Did she do research on Sendak?
“Not one bit,” Glass says. “It is not a novel about Maurice Sendak.”
She quickly adds, “It would be insulting to Sendak to say that. Really, that story about the assistant, that’s the only thing. . . . I worry a little bit that people will think that I’m writing about Maurice Sendak, but I’m not.”
That said, it’s nearly impossible not to make comparisons, not to think about Where the Wild Things Are and its hero Max while reading about Mort Lear. Glass has created a character who sprang to fame with Colorquake, a picture book about a boy named Ivo whose artistic world magically explodes during an earthquake. And while Sendak’s assistant began working for the illustrator at age 19, Glass has 12-year-old Tommy meet Lear at a playground while babysitting her younger brother, who unknowingly becomes Lear’s model for Ivo.
“I surprised myself by creating fictitious children’s books,” Glass admits. “A couple of my early readers have said, ‘Why aren’t you writing children’s books?’ That’s because I don’t have that kind of mojo. I wish I did. We’ll leave that to the pros.”
Although never an illustrator, Glass is hardly a stranger to the art world. She majored in the subject at Yale, painted in Paris for a year on a fellowship and spent much of her 20s painting in New York City while doing copy editing work.

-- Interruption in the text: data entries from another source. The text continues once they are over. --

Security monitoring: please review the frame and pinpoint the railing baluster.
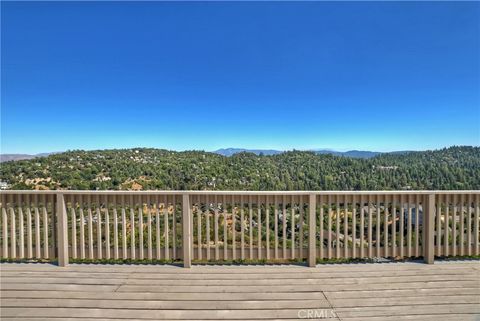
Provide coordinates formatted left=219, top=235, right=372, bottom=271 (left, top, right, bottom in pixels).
left=467, top=194, right=472, bottom=256
left=121, top=195, right=128, bottom=260
left=248, top=195, right=253, bottom=260
left=407, top=194, right=412, bottom=257
left=452, top=195, right=458, bottom=256
left=10, top=204, right=17, bottom=258
left=459, top=194, right=465, bottom=256
left=327, top=194, right=333, bottom=259
left=274, top=195, right=278, bottom=260
left=367, top=195, right=373, bottom=258
left=213, top=195, right=220, bottom=261
left=300, top=195, right=304, bottom=260
left=257, top=195, right=262, bottom=259
left=196, top=195, right=202, bottom=260
left=383, top=195, right=389, bottom=257
left=71, top=196, right=77, bottom=259
left=473, top=193, right=480, bottom=255
left=335, top=195, right=340, bottom=259
left=308, top=194, right=317, bottom=267
left=78, top=195, right=85, bottom=260
left=443, top=195, right=450, bottom=256
left=129, top=194, right=136, bottom=260
left=2, top=195, right=10, bottom=258
left=240, top=195, right=245, bottom=260
left=232, top=195, right=237, bottom=260
left=415, top=194, right=420, bottom=257
left=343, top=195, right=348, bottom=258
left=264, top=195, right=270, bottom=260
left=392, top=195, right=397, bottom=257
left=155, top=195, right=161, bottom=260
left=182, top=194, right=193, bottom=268
left=290, top=195, right=295, bottom=260
left=282, top=195, right=287, bottom=260
left=26, top=195, right=33, bottom=259
left=345, top=195, right=354, bottom=258
left=398, top=194, right=405, bottom=258
left=204, top=195, right=210, bottom=261
left=112, top=195, right=119, bottom=260
left=375, top=194, right=382, bottom=257
left=104, top=195, right=110, bottom=260
left=320, top=195, right=325, bottom=260
left=163, top=195, right=171, bottom=260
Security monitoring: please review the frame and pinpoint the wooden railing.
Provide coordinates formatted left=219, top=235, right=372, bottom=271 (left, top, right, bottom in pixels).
left=0, top=191, right=480, bottom=267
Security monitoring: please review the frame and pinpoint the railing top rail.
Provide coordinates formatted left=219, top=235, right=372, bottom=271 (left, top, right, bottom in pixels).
left=0, top=190, right=480, bottom=195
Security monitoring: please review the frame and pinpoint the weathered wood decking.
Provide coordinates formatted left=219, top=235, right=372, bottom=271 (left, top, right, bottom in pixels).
left=0, top=261, right=480, bottom=321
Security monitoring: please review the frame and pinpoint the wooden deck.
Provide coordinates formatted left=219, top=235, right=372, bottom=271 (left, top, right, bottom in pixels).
left=0, top=261, right=480, bottom=321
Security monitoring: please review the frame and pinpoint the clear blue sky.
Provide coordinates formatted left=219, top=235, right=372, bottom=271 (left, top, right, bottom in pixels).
left=1, top=2, right=480, bottom=153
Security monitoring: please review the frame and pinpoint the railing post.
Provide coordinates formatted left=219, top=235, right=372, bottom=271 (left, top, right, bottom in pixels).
left=308, top=194, right=317, bottom=267
left=423, top=194, right=435, bottom=264
left=182, top=194, right=192, bottom=268
left=56, top=193, right=68, bottom=266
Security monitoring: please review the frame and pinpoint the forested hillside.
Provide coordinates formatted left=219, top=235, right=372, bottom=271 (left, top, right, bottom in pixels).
left=0, top=147, right=480, bottom=190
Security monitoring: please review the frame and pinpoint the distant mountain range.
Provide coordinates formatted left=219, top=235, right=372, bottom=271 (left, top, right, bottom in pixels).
left=0, top=148, right=409, bottom=163
left=214, top=148, right=409, bottom=158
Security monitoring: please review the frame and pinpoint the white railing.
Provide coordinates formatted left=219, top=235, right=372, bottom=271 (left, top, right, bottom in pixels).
left=0, top=191, right=480, bottom=267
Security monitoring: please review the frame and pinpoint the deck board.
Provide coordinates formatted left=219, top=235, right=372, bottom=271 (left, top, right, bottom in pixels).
left=0, top=261, right=480, bottom=321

“I did large, expressive oil paintings, very colorful, some of which hang in my house,” she reminisces, “but I also did very meticulous, monochromatic pencil drawings. And I sold a lot of those drawings—portraits, still lives. The amount of time it took was absurd, so it wasn’t a money-making enterprise.”
Growing up in Lincoln, Massachusetts, Glass had always been a bookworm, working in Lincoln’s public library from fifth grade through college. She compares her years as a painter to time spent abroad, calling her return to writing akin to a homecoming, adding, “Writing is my native creative language.”
Glass’ career switch from painting to writing has certainly paid off, and winning the National Book Award for Three Junes as a newcomer signaled a major shift in her life. “Seismic,” she says. “Talk about quakes.
“Nobody knew me. It was like Julia who? Three what? I am quite aware that but for this particular confluence of judges at that particular moment in time—do I think I wrote the best novel of 2002? Of course I don’t. But I was certainly put into people’s awareness in the book world. For about a year I was invited to every literary gala. . . . And I enjoyed that year of being the flavor of the moment.”
Unlike some writers, Glass looks forward to publicizing her work. “I enjoy the public part of being an author,” she says. “I’m not some monastic introvert. I love doing events. I love meeting readers. It’s like old-home month when I get to go on tour and visit my favorite booksellers.”
Meanwhile, what about that poor novel that she abandoned? Will she return to it?
“We’re in couple’s counseling,” she says with a grin, “if it will take me back.”